On the softwood front, Russian prices have been steadily increasing throughout 2007, with redwood continuing to break all previous levels. Shipments from the north-west region have been consistent through the spring and early summer, but there are notable shortages in redwood specifications as volumes shipped have been less than contracted for.

A number of sawmills are holding higher volumes of whitewood logs than redwood, which indicates that cargoes yet to be shipped after the summer holidays will contain a larger proportion of spruce than pine.

Redwood prices

The current high price being obtained for redwood has encouraged some UK planing mills to switch to the better grades of whitewood as an alternative. But while whitewood is used extensively on the Continent for joinery, UK manufacturers still prefer the intrinsic properties of redwood for cutting and jointing.

Although sales of Russian softwood have been relatively buoyant over the last few months, the poor weather in July has affected sales for many merchant outlets, and demand for decking has been well below most peoples’ projections. Whether sales will catch up should the situation improve is anyone’s guess, but there are some specifications available in decking thicknesses of 32mm and 38mm for prompt delivery.

Yet the future does look promising for softwood, as the urgent need to increase housebuilding is being highlighted in the media from all sides of the political spectrum. For UK importers, any upward trend will be welcome, because landed stocks of carcassing are currently too high in relation to demand. It may take several months before the carcassing market regains the necessary balance and, during that time, buyers will be adopting an ultra-cautious approach to forward contracts.
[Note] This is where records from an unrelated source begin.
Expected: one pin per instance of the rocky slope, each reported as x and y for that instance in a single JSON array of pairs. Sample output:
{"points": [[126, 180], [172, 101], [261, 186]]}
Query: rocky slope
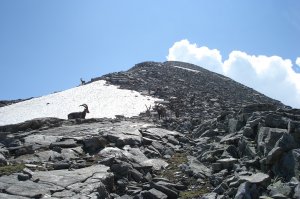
{"points": [[219, 139]]}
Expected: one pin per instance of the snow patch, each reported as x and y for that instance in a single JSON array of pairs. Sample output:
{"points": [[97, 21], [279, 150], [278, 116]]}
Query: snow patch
{"points": [[103, 101]]}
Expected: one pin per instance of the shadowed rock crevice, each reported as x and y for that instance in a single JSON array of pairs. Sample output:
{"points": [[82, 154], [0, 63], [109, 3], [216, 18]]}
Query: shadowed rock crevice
{"points": [[218, 139]]}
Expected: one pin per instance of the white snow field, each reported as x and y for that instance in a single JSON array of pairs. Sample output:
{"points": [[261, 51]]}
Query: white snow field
{"points": [[103, 101]]}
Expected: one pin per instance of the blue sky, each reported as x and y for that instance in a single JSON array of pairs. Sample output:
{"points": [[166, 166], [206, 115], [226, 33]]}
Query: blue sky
{"points": [[46, 46]]}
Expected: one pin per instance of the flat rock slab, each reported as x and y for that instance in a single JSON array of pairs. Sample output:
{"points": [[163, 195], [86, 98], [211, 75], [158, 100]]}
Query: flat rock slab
{"points": [[66, 178], [198, 167], [161, 132], [57, 182], [256, 178], [7, 196]]}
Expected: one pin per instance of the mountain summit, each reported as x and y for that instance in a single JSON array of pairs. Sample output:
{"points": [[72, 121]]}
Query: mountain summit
{"points": [[158, 130]]}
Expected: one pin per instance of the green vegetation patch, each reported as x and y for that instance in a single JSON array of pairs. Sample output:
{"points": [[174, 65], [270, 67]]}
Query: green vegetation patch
{"points": [[175, 175], [193, 193], [10, 169]]}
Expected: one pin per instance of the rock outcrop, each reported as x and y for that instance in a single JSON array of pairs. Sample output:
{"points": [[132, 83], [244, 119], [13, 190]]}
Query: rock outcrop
{"points": [[219, 139]]}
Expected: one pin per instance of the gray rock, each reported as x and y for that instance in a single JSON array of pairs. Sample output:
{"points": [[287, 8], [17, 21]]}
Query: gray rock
{"points": [[28, 172], [227, 163], [158, 146], [172, 140], [276, 121], [169, 192], [221, 189], [288, 166], [121, 169], [248, 132], [69, 143], [267, 138], [3, 160], [41, 141], [257, 178], [21, 150], [61, 165], [153, 194], [280, 188], [41, 157], [162, 132], [294, 130], [210, 133], [64, 194], [274, 155], [157, 164], [297, 191], [23, 177], [31, 189], [247, 190], [197, 167], [8, 196], [136, 175], [210, 196], [65, 178], [94, 144]]}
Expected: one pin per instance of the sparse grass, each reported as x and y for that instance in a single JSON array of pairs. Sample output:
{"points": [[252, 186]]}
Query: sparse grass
{"points": [[174, 162], [10, 169], [173, 173], [193, 193]]}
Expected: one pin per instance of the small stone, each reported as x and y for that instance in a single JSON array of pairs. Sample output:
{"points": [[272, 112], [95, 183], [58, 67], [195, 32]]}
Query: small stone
{"points": [[23, 177]]}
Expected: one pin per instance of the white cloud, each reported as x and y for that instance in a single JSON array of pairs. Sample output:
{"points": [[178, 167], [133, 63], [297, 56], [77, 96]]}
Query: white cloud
{"points": [[272, 76], [298, 61], [203, 56]]}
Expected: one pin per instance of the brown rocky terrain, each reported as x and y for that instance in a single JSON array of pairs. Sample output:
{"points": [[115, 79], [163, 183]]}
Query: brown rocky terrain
{"points": [[218, 139]]}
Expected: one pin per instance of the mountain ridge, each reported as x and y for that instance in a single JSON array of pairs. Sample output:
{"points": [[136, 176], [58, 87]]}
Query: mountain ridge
{"points": [[218, 140]]}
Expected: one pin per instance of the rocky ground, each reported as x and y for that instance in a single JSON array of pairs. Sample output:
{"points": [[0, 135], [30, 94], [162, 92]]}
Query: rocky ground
{"points": [[219, 139]]}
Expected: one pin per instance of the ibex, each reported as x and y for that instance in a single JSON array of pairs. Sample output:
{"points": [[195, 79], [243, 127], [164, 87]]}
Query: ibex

Some importers are taking the same approach to joinery grades, and many feel that prices of Russian redwood will plateau in the near future.

As growth and investment in the forest products industry continues, Russia’s geographical proximity to China’s rapidly expanding market will ensure further growth in demand for commodity products such as sawn timber and value-added wood products. In eastern Europe, the expansion of wood-based manufacturing will also create further need for a new wave of Russian hi-tech production plants. These will produce the higher margin returns in the forestry sector that the government wishes to see.